The "Alarm Clock" device was described in a report by Teller issued on 31 August 1946, two and a half months after Fuchs left Los Alamos. Intensive calculations on this device were carried out by Nordheim, Richtmyer and others from the time of its invention to the end of 1947.

After Teller proposed a new thermonuclear system, which later came to be called the TX-14, Richtmyer took up the problem of estimating performance. In January-February 1947 Richtmyer started to develop an improved theory of efficiency of the TX-14. He began discussions with Teller and von Neumann of possible application of advanced electronic computing equipment (then in early stage of design at Princeton) to Los Alamos problems.

Even before the completion of the ENIAC, the group associated with its development was discussing the logical and engineering design of the next-generation electronic computer, the EDVAC (electronic, discrete variable automatic computer) project.

In the case of a fission explosion, a modest number of experimental facts which could be determined in the laboratory (and had mostly been roughly ascertained before the Manhattan District was formed), along with rather elementary theoretical considerations, sufficed to show that a fission explosion was feasible. The major part of the wartime theoretical work at Los Alamos was required to ascertain the detaile of a favorable design, the mechanics of its assembly, and estimates of its performance.

With respect to thermonuclear weapons [and the classical Super in particular], the very proof of feasibility required the fully detailed calculation of its behavior during an explosion. Without this, no conclusive ex-periment was possible short of a successful stab in the dark, since a failure would not necessarily establish unfeasibility, but possibly only that the system chosen was unsuitable, or that the required ignition conditions had not been met.

Theoretical work on the "classical super," Method A, proceeded continually, since this method was considered the most important of all thermonuclear devices. New plans for calculations were made frequently, mostly by consultation between Teller and the senior staff of the theoretical division. However, the required scientific effort is clearly much larger than that needed for the first fission weapon. In particular, the theoretical computations required were of such complication that they could not be handled in any reasonable time by any of the computing machines then available. Some greatly simplified calculations were done but it was realized that they left out many important factors and were therefore quite unreliable.

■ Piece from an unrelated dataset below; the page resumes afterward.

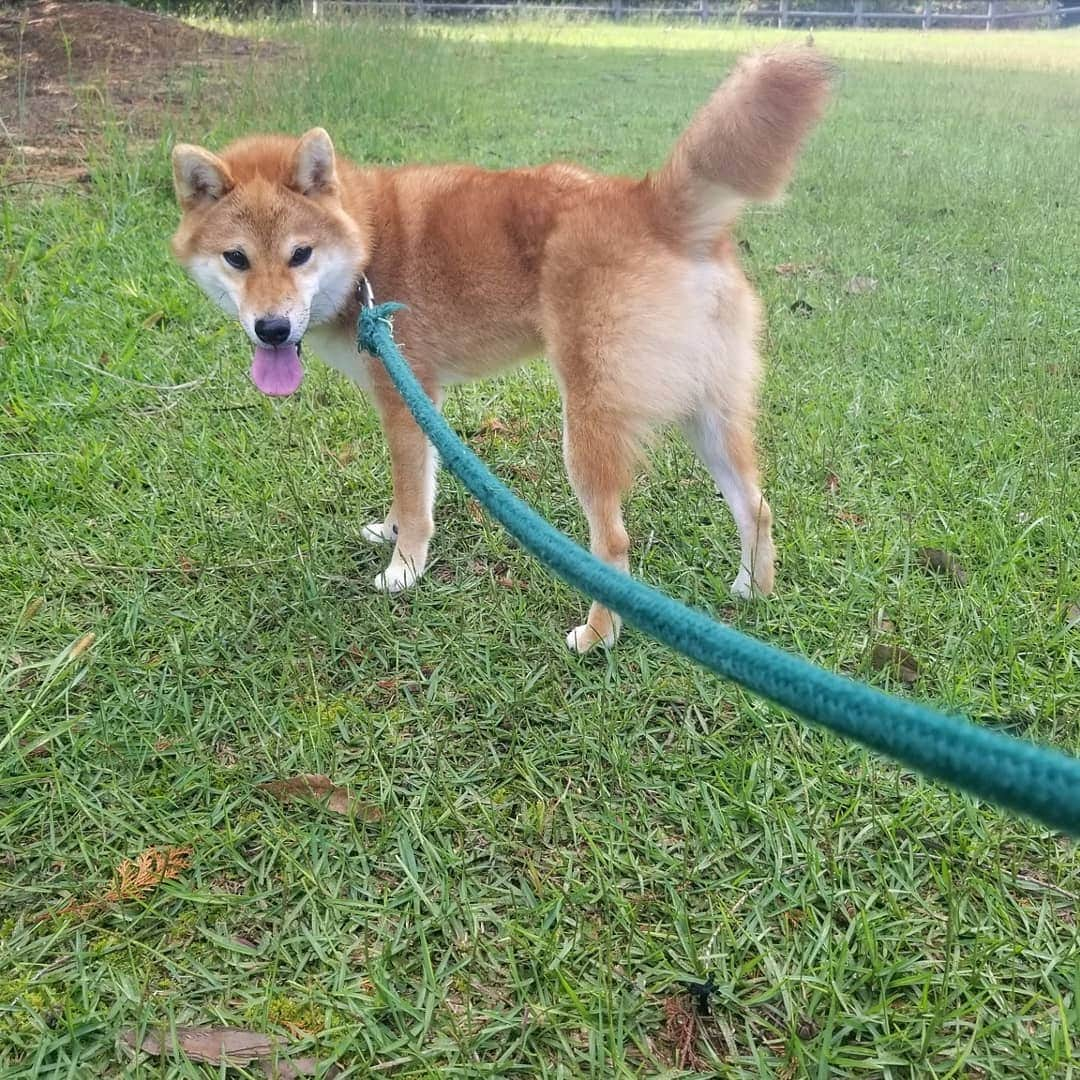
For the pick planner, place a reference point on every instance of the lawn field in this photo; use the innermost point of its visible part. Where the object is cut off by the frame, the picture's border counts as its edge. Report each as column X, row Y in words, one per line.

By the end of September 1947, calculations had been made on several TX-14 models. The results are discussed by Teller in a report: "Because of the great technical difficulties that would be encountered in constructing such a bomb, we have not further pursued this possibility ...." The most favorable calculation available at that time indicated the possibility of obtaining 10 megatons from a certain configuration weighing from about 40 to 100 tons.

In the same report it was suggested that 6LiD might be used as a fuel. With lithium-6 included in the fuel, the quantity of tritium produced during the explosion would be considerably larger, which would notably increase the thermonuclear reaction efficiency. This would simplify some problems but require the production of separated lithium and leave the problem of the required initiating explosion to be solved.

After September 1947, in consideration of the enormous difficulties of igniting a TX-14 system of the type considered, or of achieving a practically useful object by any means then envisaged, further study of TX-14 was soon laid aside.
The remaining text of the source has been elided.